My freshman roommate Martin asked me how I reconciled some of my previous beliefs like atheism and basing things off empirical evidence with my Mormon faith.
"For me, my main problem with religion was the simple truth question: if you're asserting some religious claim., how do you know that? I never really disliked religion, I just didn't think it was true.
As a result, I was more of an agnostic than an atheist, prizing (then and now) empiricism and the scientific way of knowing things. It was one extended passage from the Book of Mormon - extremely well-cited and beautifully empiricist - that helped start and sustain me on the path to belief: "And now, behold, because ye have tried the experiment, and planted the seed, and it swelleth and sprouteth, and beginneth to grow, ye must needs know that the seed is good"...and so on.
Personally reconciling that outlook with the Mormon faith....I still see atheism is a coherent (lack of) religious belief, even if I am no longer an atheist. Interestingly, though, LDS thought starting with Joseph Smith is infused with heavy doses of gnosticism and empiricism, as well as a general prizing of religious and secular knowledge and a willingness to accept other traditions as good or even partially inspired by God.
Something I've realized about myself is that in my yearning for knowledge, more than anything else I yearn for frameworks to look at things. Like economics looks at frameworks of incentives in understanding how society works. (=why I'm an econ major)
When I was in Florida last summer, the man who eventually baptized me was insistent than the LDS framework was extremely conducive to a scientific, emprirical mindset, pointing to LDS scriptural verses like "the glory of God is intelligence." That was my big intellectual roadblock to faith; when I came around to Adam's view and had spiritual experiences (=evidence), then I believed.

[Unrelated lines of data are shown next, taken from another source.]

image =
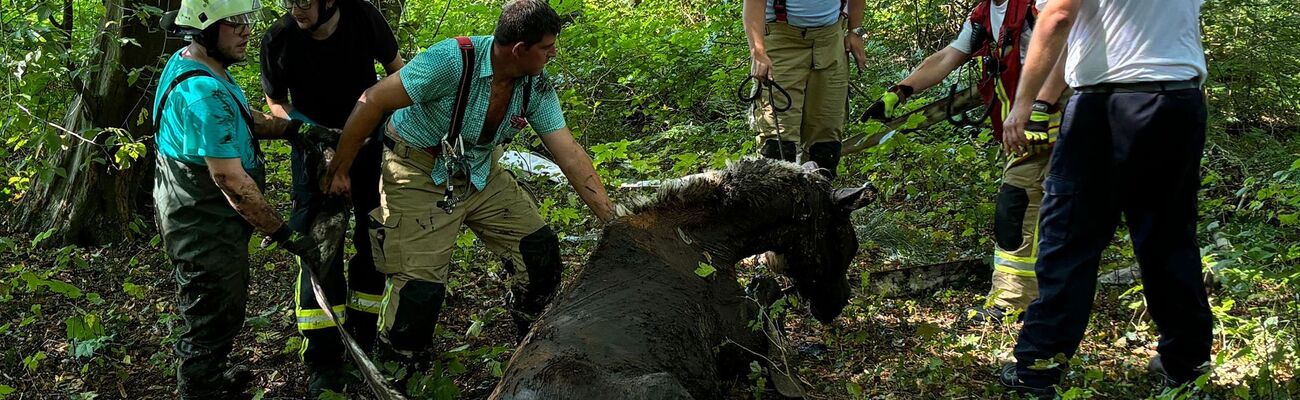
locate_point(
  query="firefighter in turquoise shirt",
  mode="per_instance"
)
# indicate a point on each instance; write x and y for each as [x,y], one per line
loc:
[208,188]
[432,183]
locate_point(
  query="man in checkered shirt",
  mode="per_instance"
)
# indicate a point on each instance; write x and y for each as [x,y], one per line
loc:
[419,218]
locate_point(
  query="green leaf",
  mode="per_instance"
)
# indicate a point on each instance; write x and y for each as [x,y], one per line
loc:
[134,290]
[475,329]
[42,237]
[85,327]
[703,270]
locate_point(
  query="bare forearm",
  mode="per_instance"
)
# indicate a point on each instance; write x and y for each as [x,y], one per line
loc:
[934,69]
[280,108]
[577,168]
[755,21]
[588,185]
[1045,50]
[247,200]
[268,126]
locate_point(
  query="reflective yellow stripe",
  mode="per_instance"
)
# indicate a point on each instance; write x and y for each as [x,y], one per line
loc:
[1006,256]
[367,303]
[316,318]
[1014,272]
[384,304]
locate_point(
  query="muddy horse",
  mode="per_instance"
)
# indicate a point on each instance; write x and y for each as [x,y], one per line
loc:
[641,321]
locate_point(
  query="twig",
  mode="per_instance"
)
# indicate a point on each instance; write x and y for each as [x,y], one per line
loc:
[53,125]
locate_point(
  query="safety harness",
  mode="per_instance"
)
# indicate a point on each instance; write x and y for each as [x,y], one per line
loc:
[182,77]
[1000,57]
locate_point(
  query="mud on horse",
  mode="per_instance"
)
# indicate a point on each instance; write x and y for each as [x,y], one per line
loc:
[637,322]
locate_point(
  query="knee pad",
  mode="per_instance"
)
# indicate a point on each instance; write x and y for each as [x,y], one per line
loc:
[827,156]
[779,150]
[419,304]
[541,253]
[1009,217]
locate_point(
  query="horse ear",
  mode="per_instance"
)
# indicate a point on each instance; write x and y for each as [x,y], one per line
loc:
[852,199]
[813,168]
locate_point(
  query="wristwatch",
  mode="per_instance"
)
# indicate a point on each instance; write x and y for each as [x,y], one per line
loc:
[1043,107]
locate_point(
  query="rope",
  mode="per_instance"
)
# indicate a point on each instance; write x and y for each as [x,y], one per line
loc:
[772,88]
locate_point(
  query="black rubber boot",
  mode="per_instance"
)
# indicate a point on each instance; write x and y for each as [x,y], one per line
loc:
[541,253]
[779,150]
[410,340]
[232,383]
[325,378]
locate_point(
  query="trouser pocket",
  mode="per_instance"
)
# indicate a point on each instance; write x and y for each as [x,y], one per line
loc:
[388,253]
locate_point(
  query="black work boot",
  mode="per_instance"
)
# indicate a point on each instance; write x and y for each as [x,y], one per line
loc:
[325,378]
[1013,383]
[1157,368]
[991,314]
[779,150]
[408,362]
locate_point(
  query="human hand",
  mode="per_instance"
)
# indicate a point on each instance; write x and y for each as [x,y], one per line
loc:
[853,43]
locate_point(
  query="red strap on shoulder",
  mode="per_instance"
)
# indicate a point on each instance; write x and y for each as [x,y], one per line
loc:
[464,43]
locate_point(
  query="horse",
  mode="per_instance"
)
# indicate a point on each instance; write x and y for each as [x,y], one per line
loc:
[645,318]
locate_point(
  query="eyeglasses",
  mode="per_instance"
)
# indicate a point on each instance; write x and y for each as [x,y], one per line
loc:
[298,4]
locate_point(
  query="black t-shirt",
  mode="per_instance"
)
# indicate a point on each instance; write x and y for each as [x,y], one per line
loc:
[324,78]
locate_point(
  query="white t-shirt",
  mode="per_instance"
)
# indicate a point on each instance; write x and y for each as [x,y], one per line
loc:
[996,13]
[1135,40]
[807,13]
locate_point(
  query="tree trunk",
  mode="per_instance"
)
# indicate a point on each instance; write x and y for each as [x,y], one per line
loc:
[91,200]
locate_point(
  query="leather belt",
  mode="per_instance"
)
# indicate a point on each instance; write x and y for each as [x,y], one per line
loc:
[1140,87]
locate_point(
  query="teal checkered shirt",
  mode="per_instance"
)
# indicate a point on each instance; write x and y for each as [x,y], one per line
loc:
[432,79]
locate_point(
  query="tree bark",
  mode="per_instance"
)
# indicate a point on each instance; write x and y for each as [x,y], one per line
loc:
[391,11]
[91,200]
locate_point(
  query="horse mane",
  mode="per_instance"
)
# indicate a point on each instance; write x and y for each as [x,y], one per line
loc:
[748,181]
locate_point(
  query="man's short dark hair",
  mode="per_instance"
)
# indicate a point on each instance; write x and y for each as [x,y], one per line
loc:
[527,21]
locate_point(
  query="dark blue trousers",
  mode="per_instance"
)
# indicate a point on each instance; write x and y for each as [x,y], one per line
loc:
[1138,155]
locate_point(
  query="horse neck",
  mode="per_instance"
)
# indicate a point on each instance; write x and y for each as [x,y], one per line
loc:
[700,231]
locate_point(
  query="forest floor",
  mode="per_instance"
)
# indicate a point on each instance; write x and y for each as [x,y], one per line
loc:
[880,348]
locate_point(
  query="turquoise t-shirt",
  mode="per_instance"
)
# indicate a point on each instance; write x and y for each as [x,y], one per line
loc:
[202,117]
[432,79]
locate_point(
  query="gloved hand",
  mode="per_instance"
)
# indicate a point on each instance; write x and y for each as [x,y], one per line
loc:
[297,243]
[887,108]
[1043,127]
[307,133]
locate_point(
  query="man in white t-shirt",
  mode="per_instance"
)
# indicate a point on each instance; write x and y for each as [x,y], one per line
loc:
[1130,144]
[999,33]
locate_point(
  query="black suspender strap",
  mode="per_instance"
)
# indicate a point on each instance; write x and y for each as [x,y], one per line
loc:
[462,103]
[243,108]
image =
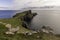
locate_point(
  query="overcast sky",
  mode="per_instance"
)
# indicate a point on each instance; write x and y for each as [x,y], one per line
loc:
[19,4]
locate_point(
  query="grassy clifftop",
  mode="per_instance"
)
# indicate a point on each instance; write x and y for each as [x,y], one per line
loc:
[16,21]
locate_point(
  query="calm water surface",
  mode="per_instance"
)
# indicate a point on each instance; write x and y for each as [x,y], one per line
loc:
[47,17]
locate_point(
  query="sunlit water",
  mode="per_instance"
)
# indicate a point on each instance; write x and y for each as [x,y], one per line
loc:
[47,17]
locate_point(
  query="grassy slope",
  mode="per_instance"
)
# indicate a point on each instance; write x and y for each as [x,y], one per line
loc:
[17,22]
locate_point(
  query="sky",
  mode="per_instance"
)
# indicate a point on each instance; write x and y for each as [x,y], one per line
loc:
[19,4]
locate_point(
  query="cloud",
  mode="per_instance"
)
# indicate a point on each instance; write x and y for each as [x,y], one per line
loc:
[19,4]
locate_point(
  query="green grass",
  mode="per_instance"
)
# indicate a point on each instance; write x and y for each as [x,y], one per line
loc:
[16,21]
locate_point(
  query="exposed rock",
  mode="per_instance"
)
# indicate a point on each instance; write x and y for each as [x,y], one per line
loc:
[9,33]
[47,29]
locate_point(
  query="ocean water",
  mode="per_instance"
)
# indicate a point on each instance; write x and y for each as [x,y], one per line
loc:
[7,13]
[48,18]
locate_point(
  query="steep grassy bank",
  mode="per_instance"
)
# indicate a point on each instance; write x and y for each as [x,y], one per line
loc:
[16,21]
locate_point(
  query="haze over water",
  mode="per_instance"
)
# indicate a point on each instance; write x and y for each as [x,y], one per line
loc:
[47,17]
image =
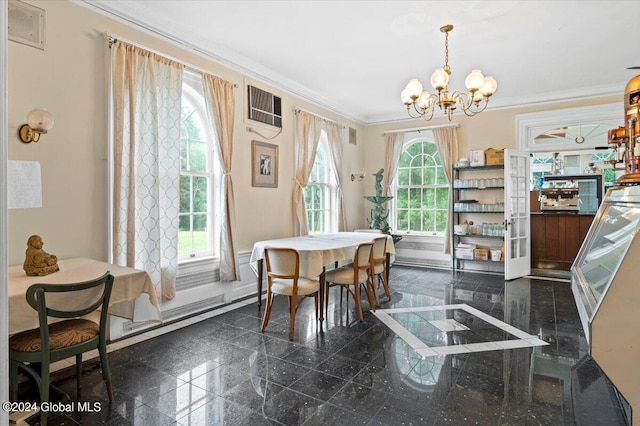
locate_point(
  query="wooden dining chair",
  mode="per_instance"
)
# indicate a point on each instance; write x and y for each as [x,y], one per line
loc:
[352,277]
[73,335]
[283,277]
[379,267]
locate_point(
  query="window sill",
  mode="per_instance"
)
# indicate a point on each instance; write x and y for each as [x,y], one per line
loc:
[196,265]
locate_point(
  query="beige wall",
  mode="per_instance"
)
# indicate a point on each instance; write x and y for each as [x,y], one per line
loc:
[69,79]
[490,129]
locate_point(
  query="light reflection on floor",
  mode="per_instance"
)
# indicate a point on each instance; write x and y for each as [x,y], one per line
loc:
[453,329]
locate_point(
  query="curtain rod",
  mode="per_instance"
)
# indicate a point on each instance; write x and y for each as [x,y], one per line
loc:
[112,38]
[421,129]
[297,110]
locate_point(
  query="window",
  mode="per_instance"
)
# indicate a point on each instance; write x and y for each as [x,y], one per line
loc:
[421,190]
[320,191]
[199,170]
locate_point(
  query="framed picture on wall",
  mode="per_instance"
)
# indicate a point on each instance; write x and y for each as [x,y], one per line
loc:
[264,164]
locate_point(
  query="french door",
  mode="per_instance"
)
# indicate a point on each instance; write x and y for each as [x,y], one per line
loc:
[517,216]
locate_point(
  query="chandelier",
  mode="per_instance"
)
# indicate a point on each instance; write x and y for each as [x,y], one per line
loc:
[480,90]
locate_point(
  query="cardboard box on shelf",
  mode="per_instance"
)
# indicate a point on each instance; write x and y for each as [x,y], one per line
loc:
[464,253]
[494,157]
[476,157]
[481,254]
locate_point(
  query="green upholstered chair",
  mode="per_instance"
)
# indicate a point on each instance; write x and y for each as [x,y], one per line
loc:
[73,335]
[283,277]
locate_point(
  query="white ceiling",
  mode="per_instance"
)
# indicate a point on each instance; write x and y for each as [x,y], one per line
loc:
[355,57]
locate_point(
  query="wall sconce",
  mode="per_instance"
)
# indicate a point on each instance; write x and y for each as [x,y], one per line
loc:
[359,176]
[39,121]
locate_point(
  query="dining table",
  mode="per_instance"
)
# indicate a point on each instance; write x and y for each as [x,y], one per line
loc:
[133,295]
[317,251]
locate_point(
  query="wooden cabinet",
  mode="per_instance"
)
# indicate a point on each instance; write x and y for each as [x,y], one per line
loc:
[556,239]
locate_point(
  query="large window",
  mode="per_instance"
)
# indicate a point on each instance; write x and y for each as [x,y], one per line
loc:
[197,176]
[421,190]
[320,191]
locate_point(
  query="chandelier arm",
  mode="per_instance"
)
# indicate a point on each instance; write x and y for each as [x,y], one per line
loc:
[430,116]
[409,111]
[478,109]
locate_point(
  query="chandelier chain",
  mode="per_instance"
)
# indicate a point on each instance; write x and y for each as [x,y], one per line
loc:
[446,52]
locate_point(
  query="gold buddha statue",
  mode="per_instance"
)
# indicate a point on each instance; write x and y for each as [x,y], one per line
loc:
[38,262]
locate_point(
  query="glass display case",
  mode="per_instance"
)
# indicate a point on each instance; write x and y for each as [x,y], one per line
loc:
[604,280]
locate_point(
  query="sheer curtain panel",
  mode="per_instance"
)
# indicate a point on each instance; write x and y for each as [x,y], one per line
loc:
[308,128]
[147,90]
[447,142]
[393,150]
[334,136]
[220,108]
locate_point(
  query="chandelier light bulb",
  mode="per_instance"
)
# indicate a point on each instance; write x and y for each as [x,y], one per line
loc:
[440,79]
[414,88]
[474,81]
[406,99]
[489,87]
[424,100]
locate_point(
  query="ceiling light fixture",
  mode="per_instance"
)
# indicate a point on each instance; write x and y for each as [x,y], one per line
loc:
[480,90]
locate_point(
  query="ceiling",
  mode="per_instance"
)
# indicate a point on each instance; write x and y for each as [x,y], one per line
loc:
[355,57]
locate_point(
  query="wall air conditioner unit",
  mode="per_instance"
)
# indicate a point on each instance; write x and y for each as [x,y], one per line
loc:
[265,107]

But about the empiricism thing - think about LDS beliefs that man can become like God, or that the latter-day church has additional truths that are not available in other Christian denominations.
On those bases, a traditional methods of copping-out of theological dilemmas simply doesn't fly. That being, saying we can't understand God's ways, our understanding is microscopic compared to His, and citing Isaiah 55:9 ("For as the heavens are higher than the earth, so are my ways higher than your ways, and my thoughts than your thoughts"). I do still hear that occasionally, especially re: not wanting to admit mistakes like denying blacks the priesthood.
Of course, you have the church's reputation (somewhat deserved, but not really) for being authoritarian and hierarchal...but I see the sort of synthesis of empiricism and religion - not to mention individual free agency - as basic in Mormonism and am quite willing to ignore quotes from past conservative church leaders to the contrary."